La vida con ella
Cada mañana, al despertar, lo primero que veo es a ella junto a mí y me es inevitable sonreír, así como acariciarla y darle un beso. Muchas veces sigue dormida cuando lo hago y pese a ello tengo la certeza de que no le molestaría, incluso si estuviera despierta. Intento iniciar mi día sin despertarla, aunque muy pocas veces tengo éxito. Usualmente me acompaña a desayunar y no se aparta hasta que hayamos terminado. Otros días, sin embargo, le gana la pereza y me observa cansada desde la cama. A mí no me molesta, imagino que su rutina —muy diferente a la mía— debe ser agotadora también.

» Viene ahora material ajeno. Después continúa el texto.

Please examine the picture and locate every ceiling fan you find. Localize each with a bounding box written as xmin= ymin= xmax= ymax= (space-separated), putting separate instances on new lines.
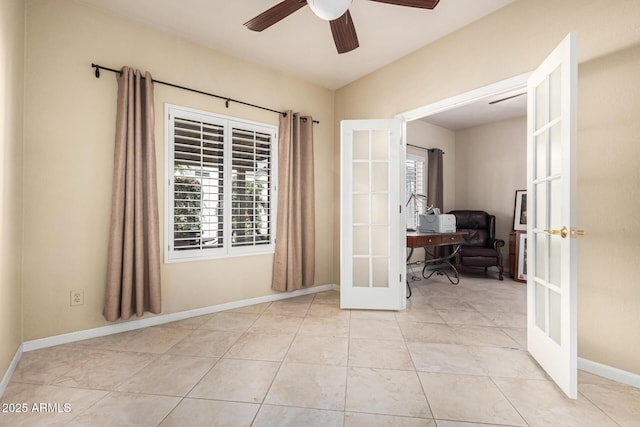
xmin=244 ymin=0 xmax=440 ymax=53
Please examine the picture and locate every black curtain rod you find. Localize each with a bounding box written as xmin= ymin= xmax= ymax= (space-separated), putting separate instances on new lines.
xmin=407 ymin=144 xmax=446 ymax=154
xmin=91 ymin=63 xmax=320 ymax=123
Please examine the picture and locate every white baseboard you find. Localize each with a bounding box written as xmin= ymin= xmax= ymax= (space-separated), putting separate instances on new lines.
xmin=21 ymin=285 xmax=340 ymax=352
xmin=578 ymin=357 xmax=640 ymax=388
xmin=0 ymin=344 xmax=23 ymax=397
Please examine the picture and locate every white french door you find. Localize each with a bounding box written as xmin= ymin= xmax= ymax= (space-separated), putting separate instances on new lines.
xmin=340 ymin=119 xmax=406 ymax=310
xmin=527 ymin=33 xmax=581 ymax=399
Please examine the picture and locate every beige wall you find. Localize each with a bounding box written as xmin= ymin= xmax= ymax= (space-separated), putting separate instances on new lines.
xmin=0 ymin=0 xmax=24 ymax=379
xmin=23 ymin=0 xmax=334 ymax=342
xmin=455 ymin=117 xmax=527 ymax=247
xmin=334 ymin=0 xmax=640 ymax=373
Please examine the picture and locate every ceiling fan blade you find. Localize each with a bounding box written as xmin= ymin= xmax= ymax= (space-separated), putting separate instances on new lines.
xmin=244 ymin=0 xmax=307 ymax=31
xmin=364 ymin=0 xmax=440 ymax=9
xmin=330 ymin=10 xmax=360 ymax=53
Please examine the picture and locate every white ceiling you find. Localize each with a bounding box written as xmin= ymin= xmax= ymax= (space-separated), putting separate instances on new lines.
xmin=422 ymin=89 xmax=527 ymax=131
xmin=81 ymin=0 xmax=514 ymax=89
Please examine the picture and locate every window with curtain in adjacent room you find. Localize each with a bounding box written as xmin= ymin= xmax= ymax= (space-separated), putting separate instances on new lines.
xmin=165 ymin=105 xmax=278 ymax=261
xmin=405 ymin=154 xmax=427 ymax=230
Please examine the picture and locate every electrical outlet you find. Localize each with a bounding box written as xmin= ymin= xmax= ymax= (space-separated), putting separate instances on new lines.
xmin=71 ymin=289 xmax=84 ymax=307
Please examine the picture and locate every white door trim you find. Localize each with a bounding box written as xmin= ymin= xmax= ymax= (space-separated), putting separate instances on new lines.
xmin=396 ymin=72 xmax=531 ymax=122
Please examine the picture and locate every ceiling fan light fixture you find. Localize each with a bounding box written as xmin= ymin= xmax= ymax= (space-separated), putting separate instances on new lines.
xmin=307 ymin=0 xmax=353 ymax=21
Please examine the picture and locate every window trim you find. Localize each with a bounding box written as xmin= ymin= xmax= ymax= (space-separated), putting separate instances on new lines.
xmin=163 ymin=103 xmax=278 ymax=264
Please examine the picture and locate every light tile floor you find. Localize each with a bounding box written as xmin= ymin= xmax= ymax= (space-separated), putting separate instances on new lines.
xmin=0 ymin=276 xmax=640 ymax=427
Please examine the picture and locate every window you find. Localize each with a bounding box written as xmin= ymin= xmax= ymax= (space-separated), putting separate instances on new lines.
xmin=165 ymin=105 xmax=277 ymax=261
xmin=405 ymin=154 xmax=427 ymax=230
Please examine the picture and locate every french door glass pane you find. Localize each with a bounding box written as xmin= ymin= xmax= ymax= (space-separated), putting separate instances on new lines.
xmin=353 ymin=258 xmax=369 ymax=288
xmin=535 ymin=233 xmax=547 ymax=280
xmin=549 ymin=122 xmax=562 ymax=175
xmin=549 ymin=290 xmax=562 ymax=344
xmin=371 ymin=130 xmax=389 ymax=160
xmin=371 ymin=258 xmax=389 ymax=288
xmin=549 ymin=67 xmax=562 ymax=122
xmin=535 ymin=283 xmax=547 ymax=331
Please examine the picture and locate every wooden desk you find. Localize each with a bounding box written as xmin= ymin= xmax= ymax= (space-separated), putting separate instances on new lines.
xmin=407 ymin=231 xmax=467 ymax=248
xmin=407 ymin=231 xmax=467 ymax=298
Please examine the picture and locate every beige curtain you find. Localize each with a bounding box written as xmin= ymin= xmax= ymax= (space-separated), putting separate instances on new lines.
xmin=271 ymin=111 xmax=315 ymax=291
xmin=427 ymin=148 xmax=444 ymax=213
xmin=103 ymin=67 xmax=161 ymax=321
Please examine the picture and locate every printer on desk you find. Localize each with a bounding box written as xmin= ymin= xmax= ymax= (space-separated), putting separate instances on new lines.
xmin=418 ymin=209 xmax=456 ymax=233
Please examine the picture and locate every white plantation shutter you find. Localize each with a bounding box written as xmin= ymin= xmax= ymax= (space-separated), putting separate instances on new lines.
xmin=405 ymin=154 xmax=426 ymax=230
xmin=165 ymin=105 xmax=277 ymax=261
xmin=231 ymin=127 xmax=272 ymax=246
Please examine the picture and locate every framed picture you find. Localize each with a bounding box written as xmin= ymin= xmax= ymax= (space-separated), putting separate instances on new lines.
xmin=515 ymin=232 xmax=527 ymax=282
xmin=513 ymin=190 xmax=527 ymax=231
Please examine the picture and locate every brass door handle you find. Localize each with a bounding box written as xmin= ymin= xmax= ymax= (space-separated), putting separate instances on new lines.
xmin=571 ymin=227 xmax=584 ymax=239
xmin=544 ymin=226 xmax=569 ymax=239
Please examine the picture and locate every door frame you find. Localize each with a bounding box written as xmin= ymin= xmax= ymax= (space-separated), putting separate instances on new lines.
xmin=396 ymin=71 xmax=533 ymax=123
xmin=395 ymin=71 xmax=533 ymax=290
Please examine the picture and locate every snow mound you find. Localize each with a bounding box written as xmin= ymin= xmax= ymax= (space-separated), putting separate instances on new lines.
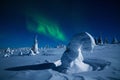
xmin=60 ymin=32 xmax=95 ymax=73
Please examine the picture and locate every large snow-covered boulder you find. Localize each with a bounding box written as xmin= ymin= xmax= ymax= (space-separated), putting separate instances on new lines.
xmin=60 ymin=32 xmax=95 ymax=73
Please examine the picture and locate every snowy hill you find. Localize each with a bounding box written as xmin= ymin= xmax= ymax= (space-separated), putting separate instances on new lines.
xmin=0 ymin=44 xmax=120 ymax=80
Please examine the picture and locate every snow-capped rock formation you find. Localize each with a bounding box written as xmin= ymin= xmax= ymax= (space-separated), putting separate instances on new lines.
xmin=32 ymin=36 xmax=39 ymax=54
xmin=57 ymin=32 xmax=95 ymax=73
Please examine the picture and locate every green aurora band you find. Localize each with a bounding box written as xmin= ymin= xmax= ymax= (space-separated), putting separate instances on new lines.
xmin=27 ymin=15 xmax=66 ymax=41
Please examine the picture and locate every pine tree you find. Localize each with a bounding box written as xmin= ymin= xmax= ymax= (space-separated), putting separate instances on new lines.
xmin=112 ymin=37 xmax=118 ymax=44
xmin=98 ymin=36 xmax=103 ymax=45
xmin=32 ymin=36 xmax=39 ymax=54
xmin=104 ymin=38 xmax=109 ymax=44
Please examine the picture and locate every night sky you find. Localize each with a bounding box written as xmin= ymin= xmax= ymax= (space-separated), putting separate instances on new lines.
xmin=0 ymin=0 xmax=120 ymax=48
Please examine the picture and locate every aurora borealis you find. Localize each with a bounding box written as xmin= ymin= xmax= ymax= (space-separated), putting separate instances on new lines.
xmin=27 ymin=13 xmax=66 ymax=41
xmin=0 ymin=0 xmax=120 ymax=48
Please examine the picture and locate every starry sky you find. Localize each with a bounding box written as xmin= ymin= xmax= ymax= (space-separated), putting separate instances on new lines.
xmin=0 ymin=0 xmax=120 ymax=48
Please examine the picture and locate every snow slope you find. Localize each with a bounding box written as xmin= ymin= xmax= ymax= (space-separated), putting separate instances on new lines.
xmin=0 ymin=44 xmax=120 ymax=80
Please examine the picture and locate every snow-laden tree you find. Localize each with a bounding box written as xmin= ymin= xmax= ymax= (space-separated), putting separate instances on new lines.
xmin=29 ymin=50 xmax=36 ymax=56
xmin=95 ymin=38 xmax=98 ymax=45
xmin=55 ymin=32 xmax=95 ymax=73
xmin=104 ymin=38 xmax=109 ymax=44
xmin=98 ymin=36 xmax=103 ymax=45
xmin=112 ymin=37 xmax=119 ymax=44
xmin=31 ymin=36 xmax=39 ymax=54
xmin=4 ymin=47 xmax=11 ymax=57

Cuando llegó a mi vida, pasábamos casi todo el día juntas y, si no se podía, organizaba mis horarios de manera tal que no me extrañase demasiado. Aunque a veces resultaba extenuante para mí, lo cierto es que disfrutaba mucho hacer actos de servicio para ella. A veces me doy cuenta de que no me detuve a reflexionar si ella merecía mi amor o no, o si al menos soy correspondida con la misma intensidad; lo cierto es que resulta irrelevante, soy feliz amándola y me complace pensar que se da cuenta de lo mucho que significa para mí, aun cuando nunca llegue a tener la certeza de que comprende todo mi amor por ella. Quizá por eso me esmero tanto.

Ha habido, claro, otros antes que ella y todos se han marchado de una forma u otra. En ocasiones, me invaden estos recuerdos cuando la contemplo en silencio hacer cualquier cosa y no puedo evitar asustarme y ponerme triste porque sé que ella también, en su debido momento, se marchará. Por más que yo quiera, no podremos estar juntas por siempre. Es lo ineludible del ciclo de la vida. Si tuviera que elegir, realmente desearía que ella partiera antes porque, si soy yo, creo que no lo entendería.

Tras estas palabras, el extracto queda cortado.